The last couple of days were spent almost entirely building these:

Here's the idea. The shoulder call for stacks of 8 1/8" pieces with some details and tight tolerances. I bought a sheet of PVC--$50 or so, which is a lot. But I didn't want to do this part in MDF. I think the plastic will give a better, more durable result, especially on the cut edges.

These templates I made by printing up the PDF files in the blueprints to full size. Then I sprayed on some adhesive to 3/4" plywood and laid the plans down on them. The left and right shoulders are mirror images of each other on the cut out details, so I am just going to reverse the template for the other side (I hope I remember to do that when the time comes.)
I worked pretty hard to get all of these cuts just right--there's only an 1/8" difference on the edge alignments. I cut the outside straight edges on the table saw with the fence. That let me get good straight cuts and to carefully control the overall width. To get the rounded curve on the top, I screwed the templates together and sanded them on the 90 degree table on the belt sander. That way they will match.

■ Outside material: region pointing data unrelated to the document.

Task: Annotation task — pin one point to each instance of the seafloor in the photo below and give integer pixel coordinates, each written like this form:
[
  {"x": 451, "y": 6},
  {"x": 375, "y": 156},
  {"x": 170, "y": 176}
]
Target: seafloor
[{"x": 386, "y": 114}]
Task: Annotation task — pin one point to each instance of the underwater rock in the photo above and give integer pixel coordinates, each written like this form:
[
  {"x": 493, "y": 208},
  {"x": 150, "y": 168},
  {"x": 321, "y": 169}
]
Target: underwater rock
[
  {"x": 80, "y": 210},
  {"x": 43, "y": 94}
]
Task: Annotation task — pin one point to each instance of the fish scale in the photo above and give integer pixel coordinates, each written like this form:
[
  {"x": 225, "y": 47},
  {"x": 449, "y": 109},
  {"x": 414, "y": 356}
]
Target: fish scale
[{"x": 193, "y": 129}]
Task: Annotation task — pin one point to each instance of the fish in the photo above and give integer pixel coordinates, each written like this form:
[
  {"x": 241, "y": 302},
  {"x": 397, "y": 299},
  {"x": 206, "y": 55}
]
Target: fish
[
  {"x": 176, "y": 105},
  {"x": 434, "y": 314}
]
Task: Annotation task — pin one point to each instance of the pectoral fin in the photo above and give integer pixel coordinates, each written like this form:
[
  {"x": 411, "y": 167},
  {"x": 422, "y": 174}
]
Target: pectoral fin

The inside curve--the round part on the top inside of the horseshoes--proved to be hard to cut. I tried the bandsaw, but mine won't cut curves with that tight of a raidus (3.39" diameter, I think.). Finally I built a little circle cutting jig on my router table. I mounted a piece of plywood over the table, put in a small, straight cutting bit, and them measured from the edge of the bit to the pivot point. I put a pin there, and drilled the exact center of my horseshoe template blanks to accept it. Then cutting the circle was clean and had good results. I think I got well within .005" of the club plans. That's good enough for me.

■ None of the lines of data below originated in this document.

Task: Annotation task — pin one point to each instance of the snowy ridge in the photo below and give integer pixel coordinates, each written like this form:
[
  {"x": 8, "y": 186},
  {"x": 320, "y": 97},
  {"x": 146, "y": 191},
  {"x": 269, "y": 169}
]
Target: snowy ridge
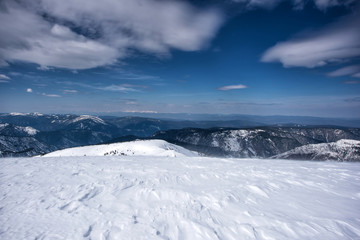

I've spent the last few days routing, chiseling, and filling in the square cutouts on the sides of the horseshoes. My router chewed up the pieces a bit, so you can see some bondo drying in the boxes here. That'll sand up cleanly.

You can also see some dowel pegs mounted on the templates. I got that idea from Vic Franco. Those will accept my PVC sheets, holding them, while I rout around the template with a flush trim bit. I tried a test piece and the results were very clean, and easy. So I cut a stack of blanks--16 for both shoulders and a few extra--and drilled them to match`the three holes for the dowel mounts. When the templates are done, I'll start cutting and stacking pieces.

1 comment:

Calvin Thomas said...

Nice work!!!!
I'm currently cutting horeshoes for my wife's R3T7.
We are using polystyrene layers.
4- regular layers,
3- undercut layers.
Once I get them complete, I need to cut the shim piece.
The pocket holes seem to be the hardest part to cut.